[Back to Sound Database Home]

RWCP Sound Scene Database in Real Acoustical Environments
Non-speech sound dry source

[non-speech top] [sounds] [sample] [research 1] [research 2] [system]

Kazuo Hiyane and Jun Iio, Mitsubishi Research Insitute, Inc.

Index Other pages
See http://tosa.mri.co.jp/sounddb/nospeech/indexe.htm for latest information.
1. Recording policy

In a real environment, there are many kinds of sounds other than speech. In contrast to speech recognition, until now non-speech sounds have seldom been studied. "Non-speech sound dry source database" has been developed to contribute to studies on non-speech sound recognition and removal of background sound in speech recognition.

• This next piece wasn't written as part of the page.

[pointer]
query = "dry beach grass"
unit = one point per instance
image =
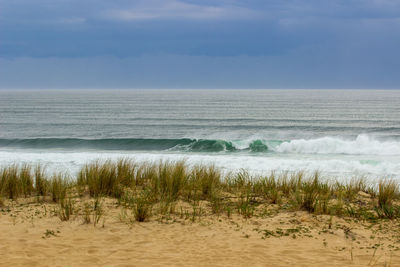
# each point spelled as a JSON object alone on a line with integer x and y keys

It is impossible to record all kinds of non-speech sounds. Even with same sound source, various waveforms can be produced according to the acoustic characteristics of a room. Hence, in the database, recording was conducted in an anechoic room as a dry source, which contains a sound source wave not influenced by the acoustic characteristics of the room. In addition, each sound source was experimented by changing beating and ringing manners to yield many samples (each sample size was 100 per sound source) necessary for study on sound source discrimination.

Convolution of the dry source with the impulse response of each kind of the room allows the reproduction of a sound in the room, and thus diversity of sounds, necessary for the development of a reliable algorithm for sound source discrimination.

2. Outlines of recording

Using a standard single microphone, acoustic signals of about 100 types of sound sources were measured in an anechoic room as the dry source.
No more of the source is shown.